This page defines the complete set of validation rules for a CML AMP project conforming to the Distributed XGBoost with Dask pattern. Rules are categorized by domain and severity.
Severity levels:
ERROR — the artifact is invalid and will fail at runtime.
WARNING — the artifact may work but deviates from the expected contract.
Rule Severity Description
S-001ERROR Repository must contain .project-metadata.yaml at root
S-002ERROR .project-metadata.yaml must parse as valid YAML
S-003ERROR requirements.txt must exist at root
S-004ERROR scripts/predict_fraud.py must exist
S-005ERROR model/best-xgboost-model must exist (post-training only)
S-006ERROR cdsw-build.sh must exist
S-007ERROR utils/dask_utils.py must exist
S-008ERROR setup.py must exist at root
Rule Severity Description
D-001ERROR requirements.txt must include xgboost
D-002ERROR requirements.txt must include dask (with or without [complete] extra)
D-003ERROR requirements.txt must include scikit-learn
D-004ERROR requirements.txt must include -e . (local utils package)
D-005ERROR requirements.txt must include numpy
D-W01WARNING All packages should have pinned versions (==) for reproducibility
Rule Severity Description
E-001ERROR scripts/predict_fraud.py must parse as valid Python (no syntax errors)
E-002ERROR scripts/predict_fraud.py must define a function named predict_fraud
E-003ERROR predict_fraud must accept exactly one parameter (args)

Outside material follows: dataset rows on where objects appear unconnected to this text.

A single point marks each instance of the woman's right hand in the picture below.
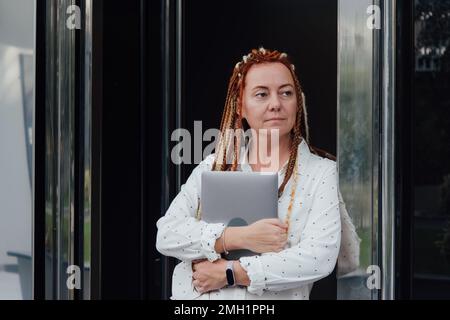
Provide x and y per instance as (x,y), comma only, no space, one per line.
(266,235)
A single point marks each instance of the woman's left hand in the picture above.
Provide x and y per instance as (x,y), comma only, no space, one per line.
(208,276)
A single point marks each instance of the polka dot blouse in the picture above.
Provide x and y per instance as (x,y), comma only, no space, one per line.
(314,235)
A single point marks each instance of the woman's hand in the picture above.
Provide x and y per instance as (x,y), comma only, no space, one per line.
(208,276)
(266,235)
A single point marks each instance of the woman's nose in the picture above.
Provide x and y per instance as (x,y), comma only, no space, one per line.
(275,103)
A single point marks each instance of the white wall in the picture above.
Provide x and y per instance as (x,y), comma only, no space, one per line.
(16,36)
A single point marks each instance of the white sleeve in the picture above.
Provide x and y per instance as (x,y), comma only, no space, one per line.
(314,257)
(180,234)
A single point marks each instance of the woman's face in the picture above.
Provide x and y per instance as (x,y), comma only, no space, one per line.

E-004ERROR Module must load a model from /home/cdsw/model/best-xgboost-model
E-005ERROR Module must define a threshold variable
E-W01WARNING threshold should be a float between 0.0 and 1.0
E-W02WARNING predict_fraud should return an integer (0 or 1)
Rule Severity Description
A-001ERROR .project-metadata.yaml must contain a runtimes list with at least one entry
A-002ERROR Runtime kernel must specify Python 3.9 or higher
A-003ERROR Runtime editor must be JupyterLab
A-004ERROR At least one task must reference scripts/install_dependencies.py
A-W01WARNING specification_version should be 1.0
Rule Severity Description
C-W01WARNING utils/dask_utils.py should define run_dask_cluster
C-W02WARNING run_dask_cluster should accept num_workers, cpu, memory parameters
C-W03WARNING run_dask_cluster should return a dict with keys: scheduler, workers, scheduler_address, dashboard_address
C-W04WARNING Scheduler should listen on TCP port 8786
Rule Severity Description
B-001ERROR cdsw-build.sh must be a valid shell script (starts with a command, not a syntax error)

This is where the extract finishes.